The luxury tax “is a factor,” in what the Astros will do at the trade deadline, GM James Click told broadcaster Robert Ford on the team’s pregame radio show (hat tip to Chandler Rome of The Houston Chronicle). However, Click also noted that the Competitive Balance Tax “is not a hard cap,” which is something of a broad remark that could imply the Astros are willing to exceed the $210MM threshold if necessary, or it could just be a simple statement of fact. Houston is currently quite close to the $210MM threshold — Cot’s Baseball Contracts has the team’s estimated tax number just shy of $207MM, while Roster Resource has the Astros with even less breathing room at roughly $208.8MM.
The Astros exceeded the CBT threshold last year, though since they didn’t top the threshold by more than $20MM and it was their first time in excess, the club paid the minimal first-timer rate of a 20 percent tax on the overage (for a total bill of $3,263,800). For passing the threshold again, the Astros would be taxed at 30 percent of the overage, though that again wouldn’t represent a big payout assuming they stayed under the $230MM mark.
As The Athletic’s Ken Rosenthal has pointed out, however, if the Astros were tax-payors, their additional penalty would include lesser draft pick compensation if a qualifying-offer rejecting free agent (i.e. Carlos Correa or Justin Verlander) left for another team. It would also cost Houston higher draft picks off their own board as compensatory picks if they were to sign a QO-rejecting free agent of their own. The Astros may have to get creative in adding any sort of salary at the trade deadline if they are to stay under the tax threshold, since doing nothing would seem like a wasted opportunity for a club that has the look of playoff contender.
More from Houston…
- Lance McCullers Jr. is scheduled to return from the injured list and start Tuesday’s game against the Rangers, manager Dusty Baker told MLB.com’s Brian McTaggart and other reporters. McCullers went on the 10-day IL on May 26 due to a sore right shoulder, and he’ll be on a pitch limit as the Astros will look to ease him back into action. Jake Odorizzi will work as the piggyback pitcher behind McCullers, as he too is working his way back to full strength following an IL stint due to a forearm strain.

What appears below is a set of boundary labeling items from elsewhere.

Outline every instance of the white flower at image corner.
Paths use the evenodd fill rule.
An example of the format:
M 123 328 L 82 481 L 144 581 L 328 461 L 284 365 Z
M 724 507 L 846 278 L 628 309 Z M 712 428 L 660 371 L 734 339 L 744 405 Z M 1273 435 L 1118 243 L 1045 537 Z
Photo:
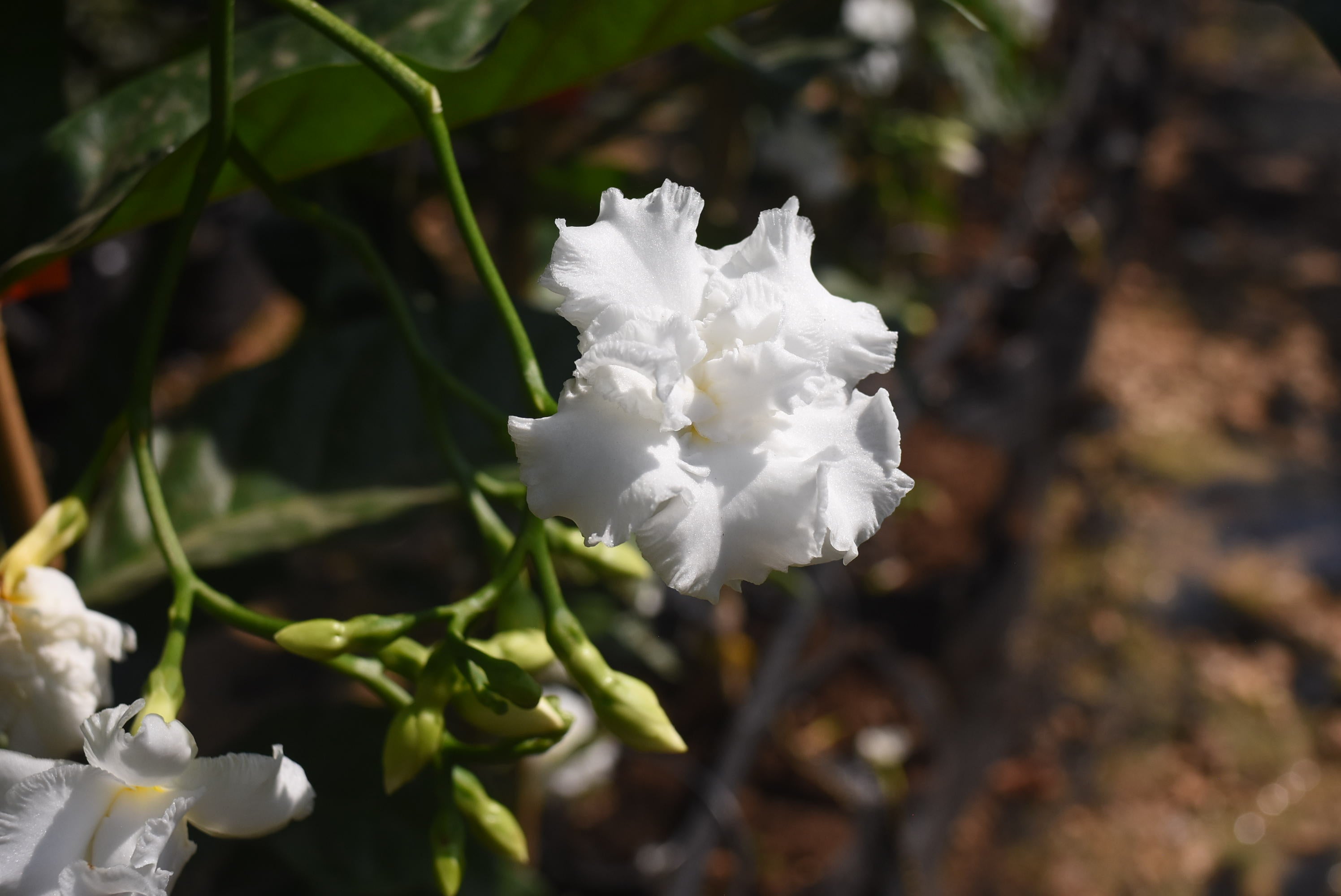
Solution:
M 38 757 L 79 747 L 79 724 L 111 699 L 111 661 L 135 630 L 84 606 L 58 569 L 30 566 L 0 600 L 0 732 Z
M 196 758 L 181 722 L 143 706 L 103 710 L 83 726 L 89 765 L 0 750 L 0 896 L 165 896 L 196 845 L 186 824 L 260 837 L 312 810 L 303 769 L 284 757 Z
M 853 559 L 912 480 L 889 396 L 854 389 L 893 366 L 894 334 L 815 279 L 797 200 L 721 249 L 696 244 L 701 209 L 666 181 L 558 221 L 542 282 L 582 357 L 558 412 L 508 432 L 536 515 L 589 545 L 634 537 L 668 585 L 716 600 Z

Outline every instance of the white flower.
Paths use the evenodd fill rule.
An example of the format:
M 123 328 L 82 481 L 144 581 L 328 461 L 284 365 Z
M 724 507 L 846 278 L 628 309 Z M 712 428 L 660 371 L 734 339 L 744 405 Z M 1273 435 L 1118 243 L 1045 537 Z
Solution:
M 848 67 L 857 89 L 870 97 L 882 97 L 898 85 L 902 62 L 893 47 L 872 47 Z
M 870 43 L 901 43 L 917 23 L 908 0 L 843 0 L 841 15 L 848 34 Z
M 111 699 L 110 665 L 135 649 L 129 625 L 84 606 L 68 575 L 30 566 L 0 600 L 0 731 L 13 750 L 62 757 Z
M 260 837 L 312 810 L 298 763 L 231 752 L 197 759 L 181 722 L 143 706 L 82 726 L 89 765 L 0 750 L 0 896 L 165 896 L 196 845 L 186 822 L 220 837 Z
M 543 278 L 581 331 L 552 417 L 512 417 L 531 510 L 589 545 L 637 537 L 675 589 L 715 600 L 770 570 L 857 555 L 912 480 L 889 396 L 856 384 L 894 362 L 870 304 L 810 268 L 797 200 L 742 243 L 695 243 L 703 200 L 666 181 L 601 197 Z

- Both McCullers and Odorizzi will be part of a six-man rotation Houston will deploy over a stretch of 20 games in 20 days, beginning on Tuesday. It is quite possible that further injuries or lack of performance could alter the Astros’ plans over the next three weeks, but assuming everyone is healthy and effective, Chandler Rome thinks Luis Garcia could be the odd man out once the rotation reverts to a five-man staff that would consist of Zack Greinke, Jose Urquidy, Framber Valdez, McCullers, and Odorizzi. Garcia has pitched quite well this season, with a 2.98 ERA/3.64 SIERA over 63 1/3 innings and above-average strikeout and walk rates. Despite several injuries to the rotation earlier in the year, Houston is now in “good problem to have” territory with a surplus of arms — Cristian Javier has already been demoted to the bullpen after delivering good results as a starter. With Garcia also possibly joining the mix in July, he could provide a nice boost to the Astros’ middle-of-the-pack relief corps.